O quinto capítulo, Post
tenebras lux – como trazer à luz os aspectos sombrios de Calvino: o exemplo do
Museu Internacional da Reforma em Genebra, de Leonor Hernández e Priscilla
dos Reis Ribeiro, trata da figura de Calvino e como ele é retratado no Museu da
Reforma, em Genebra. As autoras descrevem uma visita ao museu e reconstroem
alguns eventos e fatos marcantes sobre a vida de Calvino, destacando as
questões polêmicas e violentas em sua vida. Diferentemente do que se pensa e
imagina não há uma comoção em torno da figura de Calvino, em Genebra. Isso não
diminui sua importância na Reforma e seu papel na condução da cidade. Mas, não há
um “culto à personalidade”, como muitos podem pensar. Obviamente, por ser uma
pessoa de temperamento forte e metódico em suas atitudes, a pecha de ditador
lhe é imputada por alguns. Mas, para além dessas discussões, as autoras mostram
que Calvino foi um homem comprometido com sua verdade e a ela dedicou sua vida.
Por vezes, houve excessos em suas ações, contudo pertencia a um tempo de
excessos.
Irênio Silveira Chaves encerra a
obra com: Teologia Reformada, decolonialidade e bem viver: proposta para
aproximação e diálogo. A implantação do protestantismo no Brasil e na
América Latina, de forma geral, foi fruto de um processo colonial que visou subjugar
e dominar a população por meio de um discurso europeu/estadunidense que
desvalorizou a cultura local. A perspectiva decolonial visa retomar os valores
das populações originarias e nacionais, no caso do Brasil, buscando um diálogo
e convivência de maneira propositiva. As pontuações do autor vão nesse sentido:
identificar os processos violentos da tradição reformada em si e propor um
diálogo em forma de valorização de elementos culturais, não “demonizando-os”,
como se fez na implantação das Igrejas protestantes.
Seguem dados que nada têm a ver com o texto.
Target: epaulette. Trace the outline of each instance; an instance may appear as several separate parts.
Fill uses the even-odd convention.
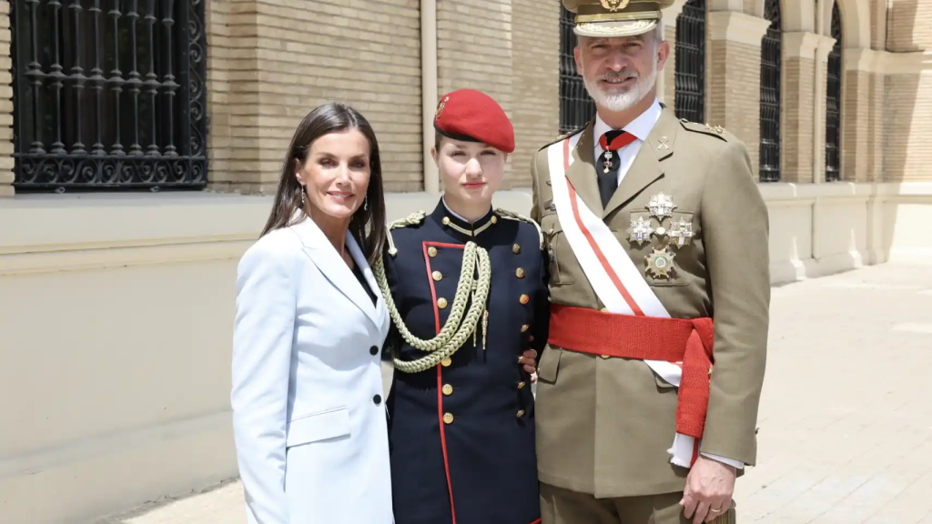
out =
[[[586,125],[588,125],[588,124],[586,124]],[[565,133],[561,134],[560,136],[555,138],[554,140],[551,140],[550,142],[544,144],[543,145],[541,145],[541,147],[539,147],[537,150],[538,151],[542,151],[542,150],[546,149],[547,147],[550,147],[551,145],[556,144],[557,142],[560,142],[562,140],[566,140],[568,137],[570,137],[570,136],[572,136],[572,135],[574,135],[576,133],[582,132],[584,130],[585,130],[585,126],[582,126],[582,128],[580,128],[578,130],[573,130],[573,131],[571,131],[569,132],[565,132]]]
[[[686,118],[680,118],[679,123],[683,126],[683,129],[692,132],[698,132],[702,134],[707,134],[709,136],[714,136],[720,140],[728,142],[729,136],[732,133],[728,132],[725,128],[721,126],[713,126],[711,124],[700,124],[697,122],[691,122]]]
[[[420,223],[424,221],[425,216],[427,216],[427,214],[423,211],[416,211],[404,218],[399,218],[398,220],[390,222],[389,225],[386,226],[386,232],[388,233],[388,238],[386,240],[389,241],[389,255],[394,256],[398,254],[398,248],[395,247],[395,241],[391,238],[391,230],[399,228],[407,228],[408,226],[419,226]]]
[[[519,222],[527,222],[528,224],[533,224],[534,228],[537,228],[537,235],[541,242],[541,251],[543,251],[543,230],[541,229],[541,225],[538,224],[534,219],[528,218],[527,216],[523,216],[516,213],[512,213],[508,210],[501,208],[496,208],[495,213],[500,214],[502,218],[508,218],[510,220],[517,220]]]
[[[399,218],[398,220],[389,223],[389,230],[397,229],[399,228],[406,228],[408,226],[419,226],[421,222],[424,221],[424,217],[427,214],[423,211],[416,211],[411,214],[405,216],[404,218]]]

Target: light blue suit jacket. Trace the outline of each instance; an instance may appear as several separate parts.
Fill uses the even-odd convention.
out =
[[[389,314],[310,219],[240,262],[233,431],[250,524],[391,523],[380,350]]]

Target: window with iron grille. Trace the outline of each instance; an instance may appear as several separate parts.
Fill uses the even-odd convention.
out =
[[[780,0],[766,0],[761,47],[761,182],[780,181]]]
[[[596,103],[576,72],[573,15],[564,7],[560,17],[560,134],[582,129],[596,116]]]
[[[706,0],[689,0],[677,18],[677,117],[706,121]]]
[[[14,0],[17,190],[207,182],[204,0]]]
[[[825,106],[825,179],[842,179],[842,14],[838,2],[831,8],[831,37],[835,47],[829,53],[829,90]]]

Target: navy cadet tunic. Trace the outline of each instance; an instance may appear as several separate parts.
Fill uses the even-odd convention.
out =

O livro é um texto provocativo e
necessário. Imprescindível para uma abordagem coerente sobre Calvino e os Calvinismos.
A obra possui um diferencial que é tratar do revés do pensamento majoritário
que impera de forma quase que hegemônica na história tradicional do pensamento
protestante. Ela sinaliza uma perspectiva crítica que necessita ser conhecida
e, até mesmo, aprofundada. Por se propor a ser um texto crítico e de viés
problematizador, ela não dialoga (ou dialoga muito pouco) com autores
considerados clássicos, como John Leith, por exemplo, um pensador
imprescindível para a história da Igreja Reformada, assim como Wiliston Walker.
Certamente isso daria mais robustez aos argumentos e ajudaria a situar o leitor
que não conhece a história oficial, por exemplo. Mas isso não diminui a
grandeza da obra e muito menos seu valor.